É recordar a voz que se insurgiu contra os grilhões do poder e por isso mesmo
tombou numa curva qualquer de caminho.
Não há que
falar em ofício das armas sem avistar o poderoso coronel ordenando sobre o
destino e sina do pobre e extenuado sertanejo. O mesmo coronel que acolhe ao
seu redor o rebotalho de assassinos e imprestáveis e os transforma em fiéis
escudeiros e paus-mandados para espalhar a sangria. Paga qualquer moeda,
promete proteção perante os crimes cometidos, fornece armas e munição, e depois
lê a cartilha das inimizades e desafetos e diz que a qualquer momento estejam
prontos para agir. E assim os inimigos são afrontados, os inocentes perseguidos
e qualquer um podendo cair nas graças da mira de uma carabina.
A verdade é
que era um sertão de muitos ofícios. O ofício da terra, o ofício da
sobrevivência, o ofício do ganha-pão, o ofício do enfrentamento das secas e
estiagens, o ofício do medo, o ofício da submissão, o ofício da incerteza. Mas
também o ofício da coragem, da valentia, do destemor. E foi pelo ofício do
fervor do sangue correndo nas veias que incontinenti brotou o ofício das armas,
das espingardas, de qualquer uma que cuspisse fogo e fizesse prova contrária do
troco merecido. Eis que homem valente é o sertanejo e se nega a suportar uma
desfeita quando pode resolver de outro modo. Então a guerra está feita.
Tem-se, pois,
que o ofício das espingardas simboliza, a um só tempo, tanto a vida como a
morte vida. Ora, carregar uma arma permite a continuidade e também o fim. E
naqueles idos de violência, tanto servia como proteção como para afrontar o
inimigo. Representa ainda um ciclo nordestino onde o estampido das armas contou
a própria história de um povo construindo sua identidade através de guerras
abertas, conflitos sociais e enfrentamento das situações as mais adversas.
O cangaço
nasceu assim, do ofício das espingardas. Um dia alguém deu voz ao seu sofrimento
pelas injustiças e perseguições e decidiu enfrentar o mundo e o poder ao redor.
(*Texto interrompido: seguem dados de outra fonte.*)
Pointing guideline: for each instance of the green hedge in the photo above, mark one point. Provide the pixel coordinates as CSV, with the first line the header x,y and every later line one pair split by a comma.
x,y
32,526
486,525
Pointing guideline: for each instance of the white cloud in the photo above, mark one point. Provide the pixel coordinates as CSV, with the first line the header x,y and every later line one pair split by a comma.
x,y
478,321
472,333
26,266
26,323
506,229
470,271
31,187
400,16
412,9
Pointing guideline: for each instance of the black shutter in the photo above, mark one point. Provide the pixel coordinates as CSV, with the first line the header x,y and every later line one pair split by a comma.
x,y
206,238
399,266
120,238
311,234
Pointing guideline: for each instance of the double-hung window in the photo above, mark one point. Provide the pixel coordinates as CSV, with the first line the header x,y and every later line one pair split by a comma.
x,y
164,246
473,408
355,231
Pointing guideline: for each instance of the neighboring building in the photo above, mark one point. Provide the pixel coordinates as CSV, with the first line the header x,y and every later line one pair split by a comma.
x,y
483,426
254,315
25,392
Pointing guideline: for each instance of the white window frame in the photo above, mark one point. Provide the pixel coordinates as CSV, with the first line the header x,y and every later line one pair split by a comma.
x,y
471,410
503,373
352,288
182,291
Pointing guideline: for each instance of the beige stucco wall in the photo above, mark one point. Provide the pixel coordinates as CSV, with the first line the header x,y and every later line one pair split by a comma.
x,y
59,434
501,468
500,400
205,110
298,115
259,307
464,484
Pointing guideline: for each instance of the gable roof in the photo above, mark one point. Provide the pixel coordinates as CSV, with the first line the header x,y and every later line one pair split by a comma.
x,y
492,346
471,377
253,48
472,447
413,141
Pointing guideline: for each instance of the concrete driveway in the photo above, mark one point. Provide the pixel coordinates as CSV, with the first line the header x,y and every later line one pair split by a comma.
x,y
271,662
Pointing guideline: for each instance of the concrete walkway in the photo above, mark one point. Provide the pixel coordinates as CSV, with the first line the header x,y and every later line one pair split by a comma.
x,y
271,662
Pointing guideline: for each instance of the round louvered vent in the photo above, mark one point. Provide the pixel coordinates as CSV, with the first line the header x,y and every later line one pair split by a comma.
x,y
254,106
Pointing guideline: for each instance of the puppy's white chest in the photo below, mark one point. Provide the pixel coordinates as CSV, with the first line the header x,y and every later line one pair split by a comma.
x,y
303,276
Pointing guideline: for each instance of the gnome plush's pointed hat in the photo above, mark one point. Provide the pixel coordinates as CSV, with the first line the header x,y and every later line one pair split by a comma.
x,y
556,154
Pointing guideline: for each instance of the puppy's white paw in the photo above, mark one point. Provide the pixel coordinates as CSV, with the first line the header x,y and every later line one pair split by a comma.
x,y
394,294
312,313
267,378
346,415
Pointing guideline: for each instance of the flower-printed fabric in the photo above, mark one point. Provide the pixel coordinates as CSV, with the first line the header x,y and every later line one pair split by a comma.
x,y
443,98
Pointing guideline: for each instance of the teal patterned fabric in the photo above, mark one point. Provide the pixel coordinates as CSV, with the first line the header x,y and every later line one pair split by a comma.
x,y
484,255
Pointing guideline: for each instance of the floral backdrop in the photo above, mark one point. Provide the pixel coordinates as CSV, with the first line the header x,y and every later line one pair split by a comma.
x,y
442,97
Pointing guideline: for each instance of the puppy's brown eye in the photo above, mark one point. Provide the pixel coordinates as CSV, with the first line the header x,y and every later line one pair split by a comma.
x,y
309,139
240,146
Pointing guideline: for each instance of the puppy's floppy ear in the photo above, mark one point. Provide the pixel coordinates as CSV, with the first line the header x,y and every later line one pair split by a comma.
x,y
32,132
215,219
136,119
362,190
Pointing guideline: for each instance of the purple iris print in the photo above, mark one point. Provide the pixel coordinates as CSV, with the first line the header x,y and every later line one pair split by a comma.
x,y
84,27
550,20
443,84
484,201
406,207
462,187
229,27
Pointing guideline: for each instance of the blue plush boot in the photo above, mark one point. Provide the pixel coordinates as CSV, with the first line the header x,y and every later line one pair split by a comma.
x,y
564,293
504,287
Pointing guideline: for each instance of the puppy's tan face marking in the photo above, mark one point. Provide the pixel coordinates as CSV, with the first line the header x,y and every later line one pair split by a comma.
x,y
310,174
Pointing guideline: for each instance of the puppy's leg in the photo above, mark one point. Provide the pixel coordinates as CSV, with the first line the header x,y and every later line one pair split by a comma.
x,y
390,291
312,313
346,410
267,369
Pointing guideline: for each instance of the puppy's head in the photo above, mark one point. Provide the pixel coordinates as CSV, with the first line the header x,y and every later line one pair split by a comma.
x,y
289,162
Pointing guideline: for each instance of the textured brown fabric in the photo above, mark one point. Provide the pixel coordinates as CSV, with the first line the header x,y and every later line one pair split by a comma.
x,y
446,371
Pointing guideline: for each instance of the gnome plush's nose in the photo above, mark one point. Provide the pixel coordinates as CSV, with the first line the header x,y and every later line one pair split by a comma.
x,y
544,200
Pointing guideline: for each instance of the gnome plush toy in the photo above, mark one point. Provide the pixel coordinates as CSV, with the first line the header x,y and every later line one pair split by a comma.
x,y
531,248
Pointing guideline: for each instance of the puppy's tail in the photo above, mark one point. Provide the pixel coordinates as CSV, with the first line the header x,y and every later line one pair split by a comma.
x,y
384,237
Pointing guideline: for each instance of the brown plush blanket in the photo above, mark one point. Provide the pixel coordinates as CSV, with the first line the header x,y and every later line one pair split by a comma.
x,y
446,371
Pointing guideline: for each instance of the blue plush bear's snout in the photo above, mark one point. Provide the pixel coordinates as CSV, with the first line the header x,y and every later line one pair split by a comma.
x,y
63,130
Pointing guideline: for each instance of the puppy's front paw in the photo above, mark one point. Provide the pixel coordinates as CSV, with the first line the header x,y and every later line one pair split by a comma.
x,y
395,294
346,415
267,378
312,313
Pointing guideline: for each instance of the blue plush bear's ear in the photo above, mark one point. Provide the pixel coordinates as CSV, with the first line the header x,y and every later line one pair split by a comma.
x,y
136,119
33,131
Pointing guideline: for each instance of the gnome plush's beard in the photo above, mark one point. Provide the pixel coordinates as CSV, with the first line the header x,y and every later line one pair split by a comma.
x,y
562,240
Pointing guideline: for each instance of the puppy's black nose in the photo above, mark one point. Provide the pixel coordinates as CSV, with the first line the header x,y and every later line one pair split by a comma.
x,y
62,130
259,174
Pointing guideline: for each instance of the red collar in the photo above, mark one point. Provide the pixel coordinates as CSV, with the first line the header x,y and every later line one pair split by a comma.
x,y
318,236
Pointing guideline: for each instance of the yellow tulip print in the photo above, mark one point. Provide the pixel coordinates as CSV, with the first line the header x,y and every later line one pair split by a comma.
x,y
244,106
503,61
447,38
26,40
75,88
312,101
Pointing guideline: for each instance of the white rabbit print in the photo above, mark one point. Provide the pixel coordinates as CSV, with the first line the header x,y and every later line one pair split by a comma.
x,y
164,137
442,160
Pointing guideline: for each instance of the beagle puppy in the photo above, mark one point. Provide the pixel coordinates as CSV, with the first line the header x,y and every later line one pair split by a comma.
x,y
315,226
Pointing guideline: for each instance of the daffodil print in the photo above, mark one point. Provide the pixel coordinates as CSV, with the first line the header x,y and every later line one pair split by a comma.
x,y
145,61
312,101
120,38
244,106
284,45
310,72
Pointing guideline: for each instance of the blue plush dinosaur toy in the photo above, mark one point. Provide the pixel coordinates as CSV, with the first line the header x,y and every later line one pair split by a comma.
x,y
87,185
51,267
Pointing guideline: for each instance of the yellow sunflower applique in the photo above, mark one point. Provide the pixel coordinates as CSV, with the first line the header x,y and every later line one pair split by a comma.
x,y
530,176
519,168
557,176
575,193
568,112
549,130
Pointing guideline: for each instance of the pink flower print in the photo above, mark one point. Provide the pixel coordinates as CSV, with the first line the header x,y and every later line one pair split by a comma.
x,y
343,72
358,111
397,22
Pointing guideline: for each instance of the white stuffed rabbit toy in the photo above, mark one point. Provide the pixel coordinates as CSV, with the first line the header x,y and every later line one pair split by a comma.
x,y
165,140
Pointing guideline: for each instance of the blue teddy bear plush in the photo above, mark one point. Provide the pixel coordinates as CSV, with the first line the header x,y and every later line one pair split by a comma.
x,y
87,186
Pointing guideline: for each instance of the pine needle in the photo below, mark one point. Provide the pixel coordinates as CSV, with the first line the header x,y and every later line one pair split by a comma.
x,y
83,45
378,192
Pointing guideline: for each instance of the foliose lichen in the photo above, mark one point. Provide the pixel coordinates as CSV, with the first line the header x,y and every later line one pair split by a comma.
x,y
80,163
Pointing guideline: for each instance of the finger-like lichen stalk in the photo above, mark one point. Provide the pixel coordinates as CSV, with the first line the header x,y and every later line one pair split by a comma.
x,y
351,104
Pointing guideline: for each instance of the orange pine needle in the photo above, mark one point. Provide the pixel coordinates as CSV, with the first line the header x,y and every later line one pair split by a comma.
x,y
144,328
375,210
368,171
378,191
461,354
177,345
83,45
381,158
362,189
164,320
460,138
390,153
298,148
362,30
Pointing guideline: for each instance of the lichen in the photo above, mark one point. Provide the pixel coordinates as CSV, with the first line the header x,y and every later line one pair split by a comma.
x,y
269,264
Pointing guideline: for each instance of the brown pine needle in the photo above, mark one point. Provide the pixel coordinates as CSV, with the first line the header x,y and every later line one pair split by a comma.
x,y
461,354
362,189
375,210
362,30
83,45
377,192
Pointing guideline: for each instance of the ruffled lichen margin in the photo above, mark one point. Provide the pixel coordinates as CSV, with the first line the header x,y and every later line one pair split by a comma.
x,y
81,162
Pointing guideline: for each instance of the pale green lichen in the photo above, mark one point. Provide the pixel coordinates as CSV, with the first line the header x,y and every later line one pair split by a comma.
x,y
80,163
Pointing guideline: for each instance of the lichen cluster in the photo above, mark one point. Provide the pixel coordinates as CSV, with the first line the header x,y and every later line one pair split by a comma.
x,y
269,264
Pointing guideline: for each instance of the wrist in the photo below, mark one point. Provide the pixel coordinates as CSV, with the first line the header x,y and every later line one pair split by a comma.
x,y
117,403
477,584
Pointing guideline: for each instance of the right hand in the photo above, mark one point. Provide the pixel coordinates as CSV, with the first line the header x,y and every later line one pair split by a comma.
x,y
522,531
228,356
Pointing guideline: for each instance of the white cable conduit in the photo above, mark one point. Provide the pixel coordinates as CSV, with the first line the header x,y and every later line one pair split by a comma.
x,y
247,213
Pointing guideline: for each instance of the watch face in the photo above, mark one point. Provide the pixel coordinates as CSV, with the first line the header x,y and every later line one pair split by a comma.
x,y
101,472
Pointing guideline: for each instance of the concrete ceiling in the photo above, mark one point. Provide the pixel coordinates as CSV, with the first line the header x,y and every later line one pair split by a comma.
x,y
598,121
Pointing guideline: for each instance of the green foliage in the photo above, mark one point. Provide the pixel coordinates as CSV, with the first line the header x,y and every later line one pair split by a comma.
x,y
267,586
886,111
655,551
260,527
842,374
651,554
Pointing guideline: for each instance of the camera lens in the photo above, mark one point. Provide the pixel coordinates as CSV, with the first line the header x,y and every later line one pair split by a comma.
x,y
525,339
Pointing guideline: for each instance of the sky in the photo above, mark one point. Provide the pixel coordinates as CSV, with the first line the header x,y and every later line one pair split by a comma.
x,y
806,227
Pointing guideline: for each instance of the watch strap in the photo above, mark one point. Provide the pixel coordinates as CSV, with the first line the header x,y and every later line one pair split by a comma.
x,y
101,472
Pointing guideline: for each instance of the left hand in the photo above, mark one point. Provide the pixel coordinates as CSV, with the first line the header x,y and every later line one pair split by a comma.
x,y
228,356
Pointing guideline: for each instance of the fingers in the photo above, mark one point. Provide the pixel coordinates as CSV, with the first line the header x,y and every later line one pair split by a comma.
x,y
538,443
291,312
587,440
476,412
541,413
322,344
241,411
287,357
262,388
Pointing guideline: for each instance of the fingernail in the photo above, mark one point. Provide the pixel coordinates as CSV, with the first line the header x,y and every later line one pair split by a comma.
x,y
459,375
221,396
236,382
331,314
E depois mais um, e ainda mais outro, e de repente estava formado um grupo de
rebelados. Mas a coragem e o destemor nada significavam ante a belicosidade
daqueles tidos como inimigos. Então lançaram mão das armas e se entrincheiraram
nos escondidos e veredas daqueles sertões de outra. E nunca se viu tanto cuspir
fogo como a partir daí. Nunca se viu tantas espingardas no seu ofício.